The basis of his work was systems theory, applied to military strategy and economics. His books On Thermonuclear War (1961) and Thinking about the Unthinkable (1962) attracted a great deal of attention and criticism and brought to public attention such phrases as "massive retaliation," "overkill," and "mutual assured destruction." Then and now, discussions of nuclear war involved controversy as to whether there was any meaningful sense in which a large-scale nuclear war could be "won" or whether "the survivors would envy the dead." In Kahn's view, a war in which the U.S. sustained ten million deaths versus one in which it sustained a hundred million should be regarded as "tragic but distinguishable outcomes."
Kahn also engaged with the question of the practical politics of a Doomsday Machine -- a computer attached to a cache of thermonuclear weapons which could automatically trigger in the event of a nuclear attack and purposely coat the planet in nuclear fallout. Building such a weapon would be, in Kahn's mind, impractical, dangerous, and foolish, but he used the idea as an analogy to the state of Europe at the time, where NATO troops, despite their conventional military appearance, were, in Kahn's formulation, a mere tripwire for an all-out nuclear war.
Aside from the very dramatic works on nuclear strategy, he wrote several works on systems theory and futurism, including the well received work, "Techniques in System Theory," and a number of books extrapolating the future of the U.S., Japanese and Australian economies.
In 1961 Kahn, along with Max Singer and Oscar Ruebhausen, founded the Hudson Institute, a policy research organization located in Croton-on-Hudson, New York. The organization challenged the pessimism of left-wing groups like the Club of Rome. The 1976 book The Next 200 Years, written by Kahn with William Brown and Leon Martel, presented an optimistic scenario of economic conditions in the year 2176.
He was reportedly a model for Dr. Strangelove from Stanley Kubrick's film of the same name released in 1964. Walter Matthau's character in Fail-Safe was also based on Herman Kahn.
References
- Fred Kaplan, The Wizards of Armageddon, (Stanford Nuclear Age Series), ISBN 0804718849
- Sharon Ghamari-Tabrizi, The Worlds of Herman Kahn : The Intuitive Science of Thermonuclear War, (Harvard University Press), ISBN 0674017145
- Herman Kahn, Jerome Agel Herman Kahnsciousness;: The megaton ideas of the one-man think tank, (New American Library)
- B Bruce-Briggs, Supergenius: The mega-worlds of Herman Kahn, (North American Policy Press)
- Kate Lenkowsky, The Herman Kahn Center of the Hudson Institute, (Hudson Institute)
- Herman Kahn, The Coming Boom: Economic, Political, and Social, (Simon & Schuster), ISBN 0671492659
- ---- The Japanese challenge: The success and failure of economic success, (Morrow), ISBN 0688087108
- ---- Things to Come: Thinking About the Seventies and Eighties, (MacMillan), ISBN 0025604708
- ---- World Economic Development: 1979 and Beyond, (William Morrow), ISBN 0688034799
- ---- Will she be right?: The future of Australia, (University of Queensland Press), ISBN 0702215694
- ---- The Year 2000: A Framework for Speculation on the Next Thirty-Three Years, (MacMillan), ISBN 0025604406
- ---- Emerging Japanese Superstate : Challenge and Response, (Prentice Hall), ISBN 0132746700
- ---- The nature and feasibility of war, deterrence, and arms control (Central nuclear war monograph series), (Hudson Institute)

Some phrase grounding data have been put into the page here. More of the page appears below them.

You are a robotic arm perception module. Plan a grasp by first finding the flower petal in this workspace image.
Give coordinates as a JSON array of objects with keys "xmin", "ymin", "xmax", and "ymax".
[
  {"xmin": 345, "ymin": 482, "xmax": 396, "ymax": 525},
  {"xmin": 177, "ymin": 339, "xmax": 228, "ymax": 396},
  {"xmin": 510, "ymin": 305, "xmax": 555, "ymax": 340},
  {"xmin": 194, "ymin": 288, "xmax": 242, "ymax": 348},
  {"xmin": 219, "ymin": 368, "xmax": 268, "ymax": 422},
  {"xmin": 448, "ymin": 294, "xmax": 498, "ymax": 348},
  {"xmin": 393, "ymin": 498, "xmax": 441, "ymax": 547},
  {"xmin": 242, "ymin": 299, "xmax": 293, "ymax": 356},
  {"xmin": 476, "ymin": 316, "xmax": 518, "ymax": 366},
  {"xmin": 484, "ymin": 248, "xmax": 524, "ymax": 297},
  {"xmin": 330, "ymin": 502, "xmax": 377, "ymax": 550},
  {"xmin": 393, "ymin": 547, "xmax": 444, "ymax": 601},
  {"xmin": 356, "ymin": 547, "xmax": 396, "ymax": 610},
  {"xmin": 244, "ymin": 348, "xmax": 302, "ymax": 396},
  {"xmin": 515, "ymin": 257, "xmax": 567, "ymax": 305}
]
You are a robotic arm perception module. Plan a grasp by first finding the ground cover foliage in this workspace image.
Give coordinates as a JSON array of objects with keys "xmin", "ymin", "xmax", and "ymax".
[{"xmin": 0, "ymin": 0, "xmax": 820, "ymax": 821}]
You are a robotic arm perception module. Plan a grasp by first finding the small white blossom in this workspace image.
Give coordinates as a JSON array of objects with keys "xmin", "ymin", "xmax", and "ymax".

- ---- A slightly optimistic world context for 1975-2000 (Hudson Institute. HI)
- ---- Social limits to growth: "creeping stagnation" vs. "natural and inevitable" (HPS paper)
- ---- A new kind of class struggle in the United States? (Corporate Environment Program. Research memorandum)
- Herbert I. London, forward by Herman Kahn, Why Are They Lying to Our Children. (Against the doomsayer futurists.), ISBN 0967351421
External links
- Essays about and by Herman Kahn (http://www.alteich.com/links/kahn.htm)
- Kahn's "escalation ladder" (http://www.texaschapbookpress.com/magellanslog41/escalation.htm)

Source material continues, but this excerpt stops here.